Koszmar z botoksem: Był sparaliżowany i leczył się przez dwa lata

T24 Wiadomości zagraniczne
Derya Sert , 35-letnia matka dwójki dzieci mieszkająca w Niemczech, poddała się zabiegowi botoksu w celu zmniejszenia zmarszczek na twarzy. Jednak zabieg ten przerodził się w koszmar, który wywrócił jego życie do góry nogami. Sert, którego twarz została częściowo sparaliżowana po zabiegu, powiedział, że od dwóch lat zmaga się z problemami fizycznymi i psychicznymi, próbując powrócić do normy.
Niedługo po podaniu botoksu Sert zauważył, że czuje się dziwnie na twarzy i nie potrafi kontrolować mimiki twarzy, mówienia ani śmiechu.

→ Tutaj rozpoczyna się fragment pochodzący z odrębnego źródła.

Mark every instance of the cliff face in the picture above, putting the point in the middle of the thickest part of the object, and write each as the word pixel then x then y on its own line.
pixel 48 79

Początkowo młoda kobieta myślała, że jej stan jest przejściowy, lecz gdy jej dolegliwości nie ustępowały, udała się do lekarza. Podczas badania ustalono, że Botox uszkodził nerwy twarzowe i spowodował paraliż.
Sert, którego życie towarzyskie uległo znacznemu pogorszeniu z powodu problemów zdrowotnych, przyznał, że utrudniona stała się również jego komunikacja z dziećmi.
„Jako matka, najbardziej bolało mnie to, że nie mogłam się uśmiechać do moich dzieci” – powiedziała Sert, dodając, że w trakcie leczenia uciekała się do różnych zabiegów fizjoterapeutycznych i medycznych.
Derya Sert, której proces rekonwalescencji wciąż trwa, podzieliła się swoją sytuacją z opinią publiczną i przestrzegła, aby osoby chcące poddać się podobnym zabiegom estetycznym zachowały ostrożność. „To może być wybór estetyczny, ale bardzo ważne jest, aby robiły to ręce ekspertów. Osoba, u której wykonano zabieg, nie była lekarzem” – powiedział Sert, podkreślając, że należy zwiększyć liczbę inspekcji w tym obszarze.
Eksperci przypominają natomiast, że tego typu zabiegi muszą być wykonywane przez osoby kompetentne, posiadające odpowiednie wykształcenie medyczne, i ostrzegają, że nieprawidłowe interwencje mogą prowadzić do trwałych uszkodzeń.